US-Präsident Barack Obama hat bei einem Überraschungsbesuch in Afghanistan den Willen seiner Regierung nach einem baldigen Abzug der Soldaten aus dem Land bekräftigt. Der Sieg über die Terrororganisation al-Qaida sei "in Reichweite", sagte Obama auf dem US-Stützpunkt Bagram in einer Rede, die in der Nacht zum Mittwoch live im US-Fernsehen übertragen wurde. Die Reise war bis zuletzt streng geheim gehalten worden.
"Wir sind durch ein Jahrzehnt unter der dunklen Wolke des Krieges gereist", sagte der Präsident mit Blick auf die Konflikte im Irak und in Afghanistan nach den Terroranschlägen vom 11. September 2001. Der Krieg im Irak sei vorbei, in Afghanistan erscheine das "Licht eines neuen Tages" am Horizont. Die USA würden an dem mit internationalen Partnern vereinbarten Zeitplan festhalten und "die Afghanen bis Ende 2014 voll verantwortlich für die Sicherheit ihres Landes sein." Derzeit sind noch rund 87.000 US-Soldaten in Afghanistan stationiert.

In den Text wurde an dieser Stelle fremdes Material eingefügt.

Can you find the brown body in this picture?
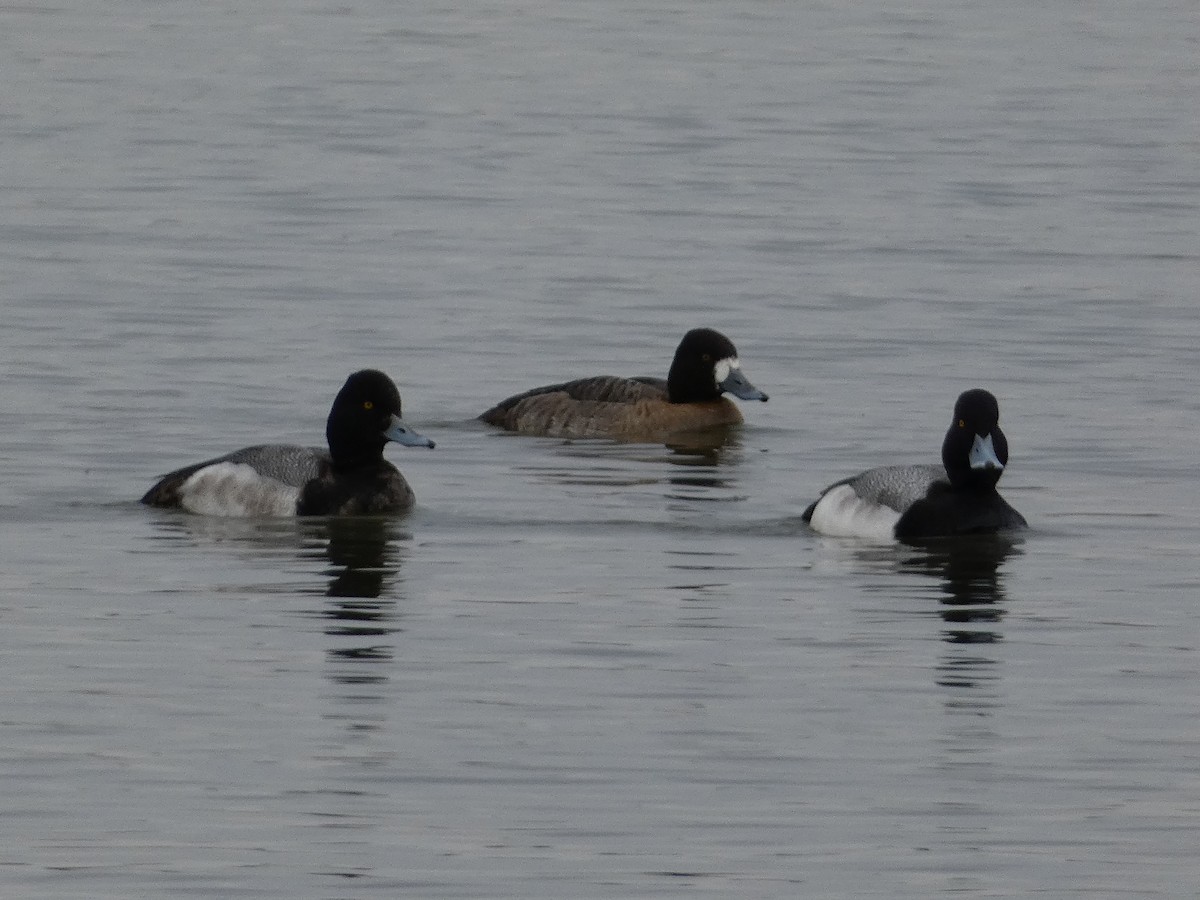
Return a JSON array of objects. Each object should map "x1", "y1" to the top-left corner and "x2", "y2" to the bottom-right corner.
[{"x1": 480, "y1": 376, "x2": 744, "y2": 442}]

Gegen einen früheren Abzug führte er unter anderem die Bedrohung durch das Terrornetzwerk al-Qaida ins Feld, deren Bekämpfung gefährdet wäre. Das Ziel, die Gruppe zu zerstören, sei in greifbare Nähe gerückt. "Wir haben die Führung von al-Qaida niedergeschmettert", betonte Obama.
Pakt über Truppenabzug
Zuvor hatten Obama und der afghanische Präsident Hamid Karzai eine Vereinbarung über eine strategische Partnerschaft unterzeichnet. Diese sieht die Möglichkeit vor, dass nach dem geplanten Abzug aller ausländischen Kampftruppen Ende 2014 weiterhin amerikanische Truppen im Land stationiert bleiben werden. Die Soldaten sollen nach Angaben des Weißen Hauses danach weiter afghanische Sicherheitskräfte ausbilden und Anhänger von al-Qaida im Land bekämpfen. Genaue Angaben zur Truppenstärke wurden nicht gemacht.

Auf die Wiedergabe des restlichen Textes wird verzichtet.